Belonging: The Story of the Jews 1492–1900
Simon Schama
Bodley Head, 2017
790 pages
Extraordinary Individual
Simon Schama’s magisterial Belonging: The Story of the Jews 1492–1900 begins with a false messiah who blusters his way into meeting Pope Clement VII and world dignitaries before eventually being burned at the stake. It ends four centuries later with Theodor Herzl gazing out hopefully over Jerusalem.
This ironically titled book, covering a period in which Jews belonged nowhere, brings an unwieldy subject into focus by combining wide-ranging erudition with telling details. Moving breathlessly from the Spanish Inquisition to the rise of Zionism, we meet a glittering array of Jewish entertainers, warriors, furriers, apostates, robbers, and railway barons.
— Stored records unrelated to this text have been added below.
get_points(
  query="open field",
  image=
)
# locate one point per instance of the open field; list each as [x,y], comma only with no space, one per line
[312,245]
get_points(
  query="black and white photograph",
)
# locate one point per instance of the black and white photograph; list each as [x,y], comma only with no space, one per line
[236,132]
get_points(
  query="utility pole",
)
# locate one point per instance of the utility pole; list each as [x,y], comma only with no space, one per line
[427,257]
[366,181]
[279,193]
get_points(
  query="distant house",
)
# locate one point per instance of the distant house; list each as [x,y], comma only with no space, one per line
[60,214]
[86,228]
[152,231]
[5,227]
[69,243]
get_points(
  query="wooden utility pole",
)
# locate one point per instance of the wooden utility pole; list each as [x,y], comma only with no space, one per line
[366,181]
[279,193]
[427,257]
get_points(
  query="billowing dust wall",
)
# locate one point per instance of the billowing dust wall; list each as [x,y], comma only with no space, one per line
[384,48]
Schama lays out the spectacular variety of Jewish life. We meet Leone de Sommi Portaleone of Mantua, in northern Italy, a slightly older contemporary of William Shakespeare and a playwright in his own right, as well as a producer and author of a book on stagecraft – and spokesman of the local Jewish community. We encounter Daniel Mendoza, a Jewish boxing superstar in late-18th-century London whose career began, as he recalls in his memoir, when a bully thought, “It was a pity we were not sent to Jerusalem” (p. 348); Mendoza’s Jewishness became part of his stage persona. And then there’s Solomon Nunes Carvalho from Baltimore, photographer for John Charles Fremont’s “fifth and last disastrous expedition west in the winter of 1853–54” (p. 504). Carvalho nearly died of scurvy and dysentery, met Brigham Young in Salt Lake City, and helped found a Young Men’s Hebrew Benevolent Association in the tiny Jewish community of Los Angeles before returning home. The reader comes away with extraordinary tales of individual Jews but not necessarily with the story of the Jewish people. Aside from the chapter on Poland, statistics are very sparse.
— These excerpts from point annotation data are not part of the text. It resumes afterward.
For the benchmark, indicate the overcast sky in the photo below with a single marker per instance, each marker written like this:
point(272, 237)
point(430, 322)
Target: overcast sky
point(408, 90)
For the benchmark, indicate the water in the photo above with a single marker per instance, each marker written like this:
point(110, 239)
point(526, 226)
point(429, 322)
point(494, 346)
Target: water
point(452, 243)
Schama best describes the Jews of western Europe. Middle Eastern Jewry appears almost entirely from their perspective. Perhaps there’s a certain irony in the rootless Jew’s adoption of a Eurocentric worldview. Schama has written widely on the Jewish history of England and Holland, so his emphasis is understandable, if not always suited to the material at hand. One might be forgiven for thinking that the majority of the world’s Jews lived in Amsterdam, in England, and on the Italian Peninsula, and were performers of some sort. Obviously history favors the well-documented, even if they’re not representative. We don’t learn how most Jews lived their daily lives and what, beyond meeting their basic physical needs, occupied their minds.
A History of Schism
Intellectual history here is almost entirely about the relationship between Judaism and the outside world. One wonders if, in trying to free Jewish history of its stereotypes, Schama actually distorts it. A great deal of Jewish intellectual creativity was internal; most of it is ignored in Belonging.
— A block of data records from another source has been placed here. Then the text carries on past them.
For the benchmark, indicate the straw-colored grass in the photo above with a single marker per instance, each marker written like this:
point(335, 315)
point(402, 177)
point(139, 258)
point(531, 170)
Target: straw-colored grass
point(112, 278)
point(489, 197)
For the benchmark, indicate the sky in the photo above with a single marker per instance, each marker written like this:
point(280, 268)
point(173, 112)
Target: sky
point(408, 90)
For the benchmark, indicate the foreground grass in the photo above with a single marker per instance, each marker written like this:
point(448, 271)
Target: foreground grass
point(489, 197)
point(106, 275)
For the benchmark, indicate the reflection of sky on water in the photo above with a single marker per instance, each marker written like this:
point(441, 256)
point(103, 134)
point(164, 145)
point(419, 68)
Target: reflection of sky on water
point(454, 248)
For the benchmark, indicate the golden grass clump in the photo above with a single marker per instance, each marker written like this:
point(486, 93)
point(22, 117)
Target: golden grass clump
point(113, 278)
One religious development that does receive a thoughtful survey is the rise of Hasidism. Much of its popularity, suggests Schama, came from rootless, vulnerable Jews’ need for a leader to protect them. “So when a choice of political allegiance in eastern Europe became a hazardous bet, it could instead be given to the protector zaddik, the righteous Hasidic patriarch, at once preacher, intercessor, visionary, and worker of wonders” (p. 466).
But no one movement or allegiance sufficed for all Jews. In fact, one theme of Belonging is infighting. In 16th-century Cochin, for instance, Sephardic Jews viewed their Indian coreligionists as inferior. “Reproducing all too faithfully Indian preoccupations with skin colour and caste, they seldom if ever shared synagogues, marriages, or food” (p. 151).
Likewise, in 1684, a Jew named Jost Leibmann was given the green light to build Berlin’s first synagogue. “No sooner had Leibmann taken advantage of this permission than a rival faction wondered out loud why it too should not have the same privilege. Theirs? I wouldn’t be seen dead in it. Feuding between the competitors became so bitter that the authorities had to step in and pacify the disputants” (p. 270).
And during the French Revolution, infighting among Jews nearly derailed their quest for citizenship. (Not that becoming citizens necessarily improved matters. Consider Alfred Dreyfus, for example.)
Schama’s “Unauthorized Glossary” contains a nugget that may give readers a sense of the author, if not of Jewish history. The entry for pisher reads: “Yiddish for a drip. You can work out the implications. The entirety of diaspora history, some Jews think, is embodied by the successive name changes of Maurice Lafontaine of Paris, who had once been Moritz Spritzwasser of Leipzig but started out in life as Moyshe the Pisher from Motol. At least his trajectory was upwards” (p. 705).